The frontrunner in this category, Norways-based Norsk Titanium AS (NTi), uses a patented process involving Titanium wire heated by a plasma arc welding. It’s fast and there is little to no material waste, which the company says can reduce manufacturing time by up to 90% and cuts cost by up to 70% compared to current processes.

In July, NTi made a few major announcements in its effort to commercialize the technology for industrial applications, revealing plans to build a full scale public-private DMD facility in the United States. Spearheaded by new president and CEO, Warren Boley, Jr., the 200,000-square-foot facility will be the first of its kind, although it’s location has yet to be determined.

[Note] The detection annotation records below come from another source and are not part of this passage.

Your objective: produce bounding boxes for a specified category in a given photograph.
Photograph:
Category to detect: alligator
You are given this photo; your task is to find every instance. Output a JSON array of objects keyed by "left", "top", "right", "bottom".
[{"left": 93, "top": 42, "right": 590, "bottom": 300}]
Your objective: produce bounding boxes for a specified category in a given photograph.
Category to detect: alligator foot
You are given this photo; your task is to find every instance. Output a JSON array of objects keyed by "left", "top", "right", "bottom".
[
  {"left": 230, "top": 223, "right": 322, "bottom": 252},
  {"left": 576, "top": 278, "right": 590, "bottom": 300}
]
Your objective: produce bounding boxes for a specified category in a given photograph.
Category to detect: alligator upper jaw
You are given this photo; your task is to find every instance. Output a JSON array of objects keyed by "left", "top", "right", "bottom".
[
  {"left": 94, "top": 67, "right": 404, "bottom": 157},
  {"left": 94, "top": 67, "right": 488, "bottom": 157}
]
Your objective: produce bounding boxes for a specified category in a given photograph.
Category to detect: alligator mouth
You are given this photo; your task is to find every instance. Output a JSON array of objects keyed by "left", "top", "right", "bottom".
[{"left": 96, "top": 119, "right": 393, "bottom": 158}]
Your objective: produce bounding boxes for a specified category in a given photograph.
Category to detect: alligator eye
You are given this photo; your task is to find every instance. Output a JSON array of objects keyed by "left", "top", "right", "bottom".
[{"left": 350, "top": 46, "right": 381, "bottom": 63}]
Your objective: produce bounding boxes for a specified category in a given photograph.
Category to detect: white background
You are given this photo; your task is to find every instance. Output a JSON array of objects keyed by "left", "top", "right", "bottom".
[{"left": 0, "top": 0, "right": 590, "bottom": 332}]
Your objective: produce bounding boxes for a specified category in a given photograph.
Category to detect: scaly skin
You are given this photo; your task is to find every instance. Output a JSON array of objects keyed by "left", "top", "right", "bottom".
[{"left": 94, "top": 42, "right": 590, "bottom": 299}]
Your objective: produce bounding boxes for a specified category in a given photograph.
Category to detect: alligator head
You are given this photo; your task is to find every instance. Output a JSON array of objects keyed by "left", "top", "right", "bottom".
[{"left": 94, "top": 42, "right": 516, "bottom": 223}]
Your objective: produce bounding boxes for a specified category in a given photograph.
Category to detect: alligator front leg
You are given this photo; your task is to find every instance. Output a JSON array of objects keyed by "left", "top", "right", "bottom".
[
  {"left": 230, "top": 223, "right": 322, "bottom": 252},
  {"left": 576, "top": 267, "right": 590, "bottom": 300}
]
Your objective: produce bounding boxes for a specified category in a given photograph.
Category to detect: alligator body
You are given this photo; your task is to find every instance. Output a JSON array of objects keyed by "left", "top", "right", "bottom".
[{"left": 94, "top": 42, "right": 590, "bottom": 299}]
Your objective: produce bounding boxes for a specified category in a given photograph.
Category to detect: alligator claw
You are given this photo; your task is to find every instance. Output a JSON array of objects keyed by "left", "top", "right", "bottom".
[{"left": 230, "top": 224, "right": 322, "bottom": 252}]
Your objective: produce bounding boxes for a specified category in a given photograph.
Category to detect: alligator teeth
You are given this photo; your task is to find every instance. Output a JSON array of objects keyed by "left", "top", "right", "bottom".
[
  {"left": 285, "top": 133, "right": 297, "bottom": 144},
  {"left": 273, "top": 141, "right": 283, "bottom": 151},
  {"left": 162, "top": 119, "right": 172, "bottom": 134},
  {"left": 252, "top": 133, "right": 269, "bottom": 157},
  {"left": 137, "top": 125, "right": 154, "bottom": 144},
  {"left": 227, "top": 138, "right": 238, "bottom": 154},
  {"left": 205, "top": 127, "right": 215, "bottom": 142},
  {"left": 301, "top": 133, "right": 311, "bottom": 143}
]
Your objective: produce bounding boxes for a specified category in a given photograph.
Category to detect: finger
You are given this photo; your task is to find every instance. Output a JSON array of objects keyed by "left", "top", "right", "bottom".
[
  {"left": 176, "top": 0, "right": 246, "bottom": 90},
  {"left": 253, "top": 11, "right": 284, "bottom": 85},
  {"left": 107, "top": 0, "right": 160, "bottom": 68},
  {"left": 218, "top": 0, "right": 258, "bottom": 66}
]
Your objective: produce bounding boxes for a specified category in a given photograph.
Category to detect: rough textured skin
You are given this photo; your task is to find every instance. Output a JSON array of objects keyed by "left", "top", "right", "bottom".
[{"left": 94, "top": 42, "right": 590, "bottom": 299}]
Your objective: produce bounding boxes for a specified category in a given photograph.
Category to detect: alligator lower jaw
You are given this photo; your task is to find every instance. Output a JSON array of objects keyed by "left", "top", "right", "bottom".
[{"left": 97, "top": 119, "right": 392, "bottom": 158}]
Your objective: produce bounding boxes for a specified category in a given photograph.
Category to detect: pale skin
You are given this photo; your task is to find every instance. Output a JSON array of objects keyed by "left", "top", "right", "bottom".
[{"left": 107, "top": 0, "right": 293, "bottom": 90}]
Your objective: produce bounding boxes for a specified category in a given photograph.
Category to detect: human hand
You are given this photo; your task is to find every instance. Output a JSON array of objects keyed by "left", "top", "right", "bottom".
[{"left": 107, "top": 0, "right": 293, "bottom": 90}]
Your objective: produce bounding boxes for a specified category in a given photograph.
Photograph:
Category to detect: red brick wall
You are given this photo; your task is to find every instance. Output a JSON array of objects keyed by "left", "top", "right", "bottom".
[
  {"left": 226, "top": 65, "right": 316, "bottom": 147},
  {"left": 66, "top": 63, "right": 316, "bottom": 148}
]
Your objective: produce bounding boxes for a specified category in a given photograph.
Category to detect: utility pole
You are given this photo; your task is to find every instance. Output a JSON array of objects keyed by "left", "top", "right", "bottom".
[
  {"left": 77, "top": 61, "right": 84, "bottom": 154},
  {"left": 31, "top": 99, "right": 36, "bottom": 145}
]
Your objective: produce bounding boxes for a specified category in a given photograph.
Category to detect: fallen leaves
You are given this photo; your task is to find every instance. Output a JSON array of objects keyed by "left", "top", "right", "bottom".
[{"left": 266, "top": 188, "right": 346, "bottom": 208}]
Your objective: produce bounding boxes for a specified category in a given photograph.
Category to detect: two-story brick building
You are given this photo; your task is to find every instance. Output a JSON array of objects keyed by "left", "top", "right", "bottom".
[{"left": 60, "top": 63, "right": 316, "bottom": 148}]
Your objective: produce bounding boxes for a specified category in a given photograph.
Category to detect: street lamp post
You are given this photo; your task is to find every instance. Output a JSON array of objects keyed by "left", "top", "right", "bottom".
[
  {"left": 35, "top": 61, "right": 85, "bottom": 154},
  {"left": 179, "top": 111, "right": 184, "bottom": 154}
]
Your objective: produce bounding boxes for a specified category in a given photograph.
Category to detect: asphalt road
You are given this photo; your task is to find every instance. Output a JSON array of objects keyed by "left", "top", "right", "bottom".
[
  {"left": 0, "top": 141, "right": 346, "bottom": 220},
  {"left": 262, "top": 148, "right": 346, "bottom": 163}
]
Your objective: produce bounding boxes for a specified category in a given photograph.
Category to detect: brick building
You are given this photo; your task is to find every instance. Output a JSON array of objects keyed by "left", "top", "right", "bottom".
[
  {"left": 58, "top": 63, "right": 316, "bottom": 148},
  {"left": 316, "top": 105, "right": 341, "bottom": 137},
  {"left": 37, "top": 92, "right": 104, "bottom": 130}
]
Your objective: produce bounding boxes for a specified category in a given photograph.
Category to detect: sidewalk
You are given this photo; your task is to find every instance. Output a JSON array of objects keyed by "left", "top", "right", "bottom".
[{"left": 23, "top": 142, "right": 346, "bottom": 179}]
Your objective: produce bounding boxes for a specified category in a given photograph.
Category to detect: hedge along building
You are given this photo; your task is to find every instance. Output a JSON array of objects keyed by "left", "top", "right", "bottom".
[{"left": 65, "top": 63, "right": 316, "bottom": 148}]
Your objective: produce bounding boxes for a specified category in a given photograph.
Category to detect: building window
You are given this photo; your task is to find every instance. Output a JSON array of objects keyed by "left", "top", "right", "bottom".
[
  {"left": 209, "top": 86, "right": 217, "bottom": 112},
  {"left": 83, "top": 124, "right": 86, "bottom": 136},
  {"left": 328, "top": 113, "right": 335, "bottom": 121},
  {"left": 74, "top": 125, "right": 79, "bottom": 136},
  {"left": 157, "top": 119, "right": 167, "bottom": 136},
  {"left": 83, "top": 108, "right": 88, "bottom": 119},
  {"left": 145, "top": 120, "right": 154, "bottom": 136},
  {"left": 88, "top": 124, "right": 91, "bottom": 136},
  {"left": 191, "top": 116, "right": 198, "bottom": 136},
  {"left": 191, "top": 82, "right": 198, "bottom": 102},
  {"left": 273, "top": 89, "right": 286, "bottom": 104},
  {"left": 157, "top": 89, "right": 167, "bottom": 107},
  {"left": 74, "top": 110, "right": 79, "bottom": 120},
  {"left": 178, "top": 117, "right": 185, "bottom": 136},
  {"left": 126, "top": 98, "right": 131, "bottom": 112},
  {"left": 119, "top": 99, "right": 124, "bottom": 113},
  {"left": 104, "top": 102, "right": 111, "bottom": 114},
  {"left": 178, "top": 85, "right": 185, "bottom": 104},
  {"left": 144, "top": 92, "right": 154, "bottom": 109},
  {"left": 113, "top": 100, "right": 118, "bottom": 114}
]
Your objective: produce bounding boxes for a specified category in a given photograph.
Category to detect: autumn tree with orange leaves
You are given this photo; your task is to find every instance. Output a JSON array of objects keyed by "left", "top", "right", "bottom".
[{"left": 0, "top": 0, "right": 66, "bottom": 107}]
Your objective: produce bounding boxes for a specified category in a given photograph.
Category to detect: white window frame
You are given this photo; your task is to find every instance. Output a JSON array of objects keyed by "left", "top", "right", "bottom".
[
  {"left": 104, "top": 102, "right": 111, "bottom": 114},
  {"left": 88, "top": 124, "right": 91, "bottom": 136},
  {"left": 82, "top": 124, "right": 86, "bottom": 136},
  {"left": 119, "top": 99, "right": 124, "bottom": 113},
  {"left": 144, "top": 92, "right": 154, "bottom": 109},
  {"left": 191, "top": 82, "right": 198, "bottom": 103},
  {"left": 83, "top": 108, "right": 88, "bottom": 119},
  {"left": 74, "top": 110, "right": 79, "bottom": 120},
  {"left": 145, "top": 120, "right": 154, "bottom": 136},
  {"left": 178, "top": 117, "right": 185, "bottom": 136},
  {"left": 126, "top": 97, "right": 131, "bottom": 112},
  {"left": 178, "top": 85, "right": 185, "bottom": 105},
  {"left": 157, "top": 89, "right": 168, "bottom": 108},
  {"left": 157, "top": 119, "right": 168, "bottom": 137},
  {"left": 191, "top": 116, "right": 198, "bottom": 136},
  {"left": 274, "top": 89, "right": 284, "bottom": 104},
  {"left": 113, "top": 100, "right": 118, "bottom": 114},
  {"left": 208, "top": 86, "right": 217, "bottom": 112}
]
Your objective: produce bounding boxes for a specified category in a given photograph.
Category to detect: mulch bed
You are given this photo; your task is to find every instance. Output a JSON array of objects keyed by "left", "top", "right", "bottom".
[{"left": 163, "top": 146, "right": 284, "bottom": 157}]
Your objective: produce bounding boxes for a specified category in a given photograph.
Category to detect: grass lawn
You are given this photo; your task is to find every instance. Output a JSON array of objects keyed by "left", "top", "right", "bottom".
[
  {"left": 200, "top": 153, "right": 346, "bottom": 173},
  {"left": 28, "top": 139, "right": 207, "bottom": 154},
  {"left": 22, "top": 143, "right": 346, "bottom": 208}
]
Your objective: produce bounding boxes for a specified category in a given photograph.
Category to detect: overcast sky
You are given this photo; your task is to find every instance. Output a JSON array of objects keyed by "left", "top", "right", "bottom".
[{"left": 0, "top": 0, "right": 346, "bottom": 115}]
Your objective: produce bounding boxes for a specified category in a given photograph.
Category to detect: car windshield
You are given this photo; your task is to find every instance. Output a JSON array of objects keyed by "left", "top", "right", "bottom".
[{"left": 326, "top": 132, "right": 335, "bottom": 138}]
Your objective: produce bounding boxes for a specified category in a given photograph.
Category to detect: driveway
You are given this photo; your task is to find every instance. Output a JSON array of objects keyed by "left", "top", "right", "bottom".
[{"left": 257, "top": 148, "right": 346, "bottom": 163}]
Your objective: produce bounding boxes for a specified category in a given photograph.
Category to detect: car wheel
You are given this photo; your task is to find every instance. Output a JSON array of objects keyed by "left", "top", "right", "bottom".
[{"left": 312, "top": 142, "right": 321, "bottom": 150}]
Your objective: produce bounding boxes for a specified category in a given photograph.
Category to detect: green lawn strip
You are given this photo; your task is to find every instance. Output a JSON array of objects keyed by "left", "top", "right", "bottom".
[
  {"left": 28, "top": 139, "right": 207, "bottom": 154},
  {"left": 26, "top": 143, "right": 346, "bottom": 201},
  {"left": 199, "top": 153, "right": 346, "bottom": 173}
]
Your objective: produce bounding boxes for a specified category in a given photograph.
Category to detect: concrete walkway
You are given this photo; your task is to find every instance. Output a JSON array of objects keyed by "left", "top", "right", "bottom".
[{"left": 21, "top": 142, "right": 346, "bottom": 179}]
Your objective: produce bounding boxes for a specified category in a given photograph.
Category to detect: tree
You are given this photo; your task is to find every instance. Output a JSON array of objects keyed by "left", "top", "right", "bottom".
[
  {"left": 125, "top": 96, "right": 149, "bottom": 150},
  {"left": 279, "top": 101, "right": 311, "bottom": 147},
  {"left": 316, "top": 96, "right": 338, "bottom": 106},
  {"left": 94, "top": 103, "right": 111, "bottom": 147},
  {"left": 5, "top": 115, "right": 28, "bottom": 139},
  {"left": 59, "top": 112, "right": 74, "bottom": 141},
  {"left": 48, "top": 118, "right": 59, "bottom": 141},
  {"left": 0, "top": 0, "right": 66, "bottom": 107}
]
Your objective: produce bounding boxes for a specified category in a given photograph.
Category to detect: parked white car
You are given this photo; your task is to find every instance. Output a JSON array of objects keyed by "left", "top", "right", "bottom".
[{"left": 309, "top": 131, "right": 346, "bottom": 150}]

“We’re going to make history…this is part of the next industrial revolution,” Boley says. “The project involved hundreds of millions of dollars of investment over the past seven to eight years.  Its goal is to build large-scale components for commercial aircraft.”

The facility may even make components of the unbelievably expensive F-35. Lockheed Martin is trying to cut costs anywhere it can, and this would be even more fiscally beneficial to the program than a recent adhesive breakthrough.

Granted, even if the factory 3D-printed gold bars from straw, that project would still be hundreds of billions of dollars over budget. Hopefully, the sky isn't the limit for DMD and space is.

Boley Jr.'s previous job was CEO of Aerojet Rocketdyne, which is a real company and not the name of Luke Skywalker’s first girlfriend. His past experience and connections may prove integral in NTi becoming a player in space exploration. This is pure speculation, but seems plausible enough, considering Titanium has been used in several NASA shuttles and the international space station. And if DMD takes off, that's great for the space industry. More importantly, quickly and efficiently producing parts for new spacecrafts will further NASA's exciting new projects, such as photographingrocks that look like crabs.

With the way 3D printing has been evolving, it makes you think the Star Trek: The Next Generationwriters were on to something. After all, if printing can progress from movable type to space ships in less than six centuries, replicators (not to be confused with MakerBot's Replicator Mini) could very well be real in three centuries. (The show takes place in the 24th century.)

Unless there are some major advancements in cryogenic sleep, we’ll never know. However, it’s comforting to know all the current developments are leading to more than creating knickknacks and overpriced fighter jets. Additive manufacturing isn't just about fabricating models anymore. It's about building a better world and a better future. If only it didn’t seem like it was happening at one vertical inch an hour.